Bir zamanlar Londra’da The National Theatre’ın önünde çalıp para kazanmaya çalışan gençlerden kurulu Portico Quartet. Ama bu kısa zamanda çok yol kat ettiler. 2008 tarihli ilk albümleri “Knee-deep In The North Sea” önemli müzik ödüllerinden Mercury’ye aday gösterildi. Ertesi yıl yayımlanan “Isla”, çok olumlu eleştiriler aldı ve grubu bir tartışmanın da ortasına çekti. “Portico Quartet caz grubu mu değil mi?” tartışmasıydı bu.
Müziklerini dinlediğinizde hem Steve Reich’ın izini buluyorsunuz, hem John Coltrane’in hem de Aphex Twin’in. Hem alabildiğine deneysel, hem saksofon, perküsyon ve kontrbastan oluşan geleneksel caz enstrümantasyonuna bağlı. Free Jazz akımından büyük ölçüde etkilenmişler, grup üyelerinin aynı anda başladıkları doğaçlamalarla durdurulamayan bir nehir gibi akıyor müzikleri. Ama aynı zamanda da melodilerin çevresinde kurgulanmış bir müzik bu.
“Bir dediğin diğerini olanaksız kılıyor” diye itiraz edenler olabilir ama inanın bana durum bu. Zaten grubun kendi sitesinde de, müzikleri hakkında “Daha önce duyduğunuz hiçbir şeye benzemiyor” şeklinde bir ifade var. Bazen hiç de özgün olmayan gruplar için de kullanılan bir klişe olabiliyor bu tanım ama Portico Quartet’in bu iddiayı hiç çekinmeden söyleyebilecek gruplardan birisi olduğu kuşkusuz.
Grubu kurulduğundan bu yana takip edenler için üçüncü albüm ayrı bir merak konusuydu. Kurallara bağlı olmayan böylesine özgür bir müziğin alacağı yeni boyut heyecan vericiydi. Salon’daki konserde yeni albümde yer alacak parçalardan bazılarını da çaldıklarında merakım iyice artmıştı. “Lacker Boo”yu duyduğumda aklım uçtu sanki. Ama heyecanım boşuna değilmiş.
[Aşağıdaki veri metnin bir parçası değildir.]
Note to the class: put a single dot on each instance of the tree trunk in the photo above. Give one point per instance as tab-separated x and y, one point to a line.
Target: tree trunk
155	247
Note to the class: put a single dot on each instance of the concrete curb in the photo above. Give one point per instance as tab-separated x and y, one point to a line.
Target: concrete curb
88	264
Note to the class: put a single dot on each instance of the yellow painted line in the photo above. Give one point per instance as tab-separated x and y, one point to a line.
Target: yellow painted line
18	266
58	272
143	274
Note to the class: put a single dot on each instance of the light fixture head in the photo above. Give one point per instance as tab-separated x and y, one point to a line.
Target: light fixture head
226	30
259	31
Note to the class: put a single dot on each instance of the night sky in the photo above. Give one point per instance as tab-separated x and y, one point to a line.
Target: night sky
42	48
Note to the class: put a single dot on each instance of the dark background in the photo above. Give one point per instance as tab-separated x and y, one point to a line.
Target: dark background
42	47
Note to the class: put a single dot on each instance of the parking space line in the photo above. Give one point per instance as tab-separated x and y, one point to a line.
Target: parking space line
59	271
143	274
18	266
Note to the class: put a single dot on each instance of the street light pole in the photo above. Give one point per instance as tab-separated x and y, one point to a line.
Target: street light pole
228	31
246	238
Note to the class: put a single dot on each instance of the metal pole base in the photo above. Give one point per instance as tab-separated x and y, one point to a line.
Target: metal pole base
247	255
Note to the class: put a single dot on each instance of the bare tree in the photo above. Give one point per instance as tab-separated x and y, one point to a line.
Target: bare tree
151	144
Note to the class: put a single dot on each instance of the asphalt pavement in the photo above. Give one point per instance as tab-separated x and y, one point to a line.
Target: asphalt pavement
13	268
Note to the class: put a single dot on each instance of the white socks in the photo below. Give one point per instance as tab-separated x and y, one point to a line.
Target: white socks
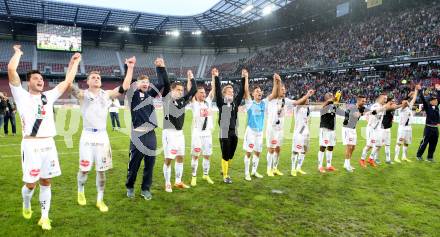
27	193
178	168
301	157
206	165
276	160
81	178
45	196
247	162
194	166
294	159
329	155
269	159
100	185
167	173
364	153
396	152
388	153
320	158
404	152
347	164
255	161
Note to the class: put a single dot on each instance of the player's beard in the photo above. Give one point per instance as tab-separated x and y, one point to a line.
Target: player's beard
229	99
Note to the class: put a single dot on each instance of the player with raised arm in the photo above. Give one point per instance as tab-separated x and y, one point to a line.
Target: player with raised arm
253	137
404	134
227	104
201	137
351	115
143	141
173	139
374	130
430	133
94	144
327	136
301	133
38	151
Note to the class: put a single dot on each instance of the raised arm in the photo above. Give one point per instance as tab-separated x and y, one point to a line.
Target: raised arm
245	75
193	86
437	88
14	78
275	88
131	62
304	98
70	76
217	87
414	96
240	93
164	82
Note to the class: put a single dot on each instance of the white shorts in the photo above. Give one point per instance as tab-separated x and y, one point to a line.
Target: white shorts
39	159
327	137
404	135
386	137
274	137
173	142
201	143
374	137
94	147
349	136
253	140
301	142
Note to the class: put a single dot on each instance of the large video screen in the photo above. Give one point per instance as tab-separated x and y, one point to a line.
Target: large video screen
59	38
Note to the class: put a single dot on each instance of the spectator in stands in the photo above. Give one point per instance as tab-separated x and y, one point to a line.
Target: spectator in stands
114	114
11	109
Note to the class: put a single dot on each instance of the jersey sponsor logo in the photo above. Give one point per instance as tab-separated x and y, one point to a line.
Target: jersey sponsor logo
84	163
204	112
34	172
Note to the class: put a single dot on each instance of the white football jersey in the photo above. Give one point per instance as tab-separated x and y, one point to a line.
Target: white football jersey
276	111
375	121
94	109
33	107
202	111
405	116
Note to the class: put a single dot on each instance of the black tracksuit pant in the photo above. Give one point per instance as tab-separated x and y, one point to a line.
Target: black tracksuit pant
430	136
142	147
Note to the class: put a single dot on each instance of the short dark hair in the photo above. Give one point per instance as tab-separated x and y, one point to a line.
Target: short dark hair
256	87
29	74
176	84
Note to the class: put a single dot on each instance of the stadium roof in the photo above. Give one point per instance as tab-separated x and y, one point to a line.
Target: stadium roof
223	15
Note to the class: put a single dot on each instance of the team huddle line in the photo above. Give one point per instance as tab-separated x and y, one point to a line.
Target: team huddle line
40	158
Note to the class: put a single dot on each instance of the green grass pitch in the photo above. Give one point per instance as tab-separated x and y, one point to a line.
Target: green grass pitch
396	200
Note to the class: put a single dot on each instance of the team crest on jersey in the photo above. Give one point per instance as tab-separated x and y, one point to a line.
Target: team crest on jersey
204	112
34	172
84	163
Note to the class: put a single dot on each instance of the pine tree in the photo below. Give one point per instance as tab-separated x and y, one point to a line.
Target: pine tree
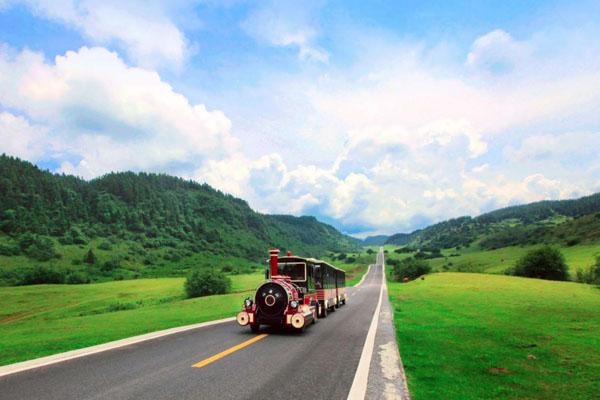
90	258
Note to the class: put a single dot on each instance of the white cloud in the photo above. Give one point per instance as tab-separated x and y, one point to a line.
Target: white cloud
396	141
497	52
111	116
19	138
285	24
143	29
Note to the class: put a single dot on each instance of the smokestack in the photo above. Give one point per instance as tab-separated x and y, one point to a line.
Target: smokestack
273	258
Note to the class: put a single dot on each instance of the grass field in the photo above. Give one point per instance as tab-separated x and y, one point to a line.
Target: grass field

Üçüncü albümde, bizi içine çektiği ses evreninin boyutlarını alabildiğine genişletmiş bu yetenekli dörtlü. Hang çalan Nick Mulvey’in solo kariyer yapmak üzere ayrılmasından sonra onun yerini alan Keir Vine, aynı zamanda perküsyon, klavye çalıyor, loop ve sample’lar da onun etki alanında. Jack Wyllie, albüm boyunca Coltrane’in tarzını hatırlatan hüzünlü soprano ve alto saksofondan sorumlu. Melodilere yön veren kontrbasta Millo Fitzpatrick, davulda ise müthiş bir performans sergileyen Duncan Bellamy var.
Portico Quartet, bu albüme grubun adını vererek “Biz buyuz” diyorsa, onların ne olduğunu tam olarak nitelemek artık daha zor. Çünkü belli ki, “Caz mı değil mi?” tartışmasına bir yanıt bu ve müzikten anlaşıldığına göre onları yalın bir ifadeyle “caz grubu” diye tanımlamak doğru değil. Ben “Portico Quartet” albümünü dinlerken, dubstep, drum and bass, ambient ve caz müziğinin çok yaratıcı bir karışımını duyuyorum.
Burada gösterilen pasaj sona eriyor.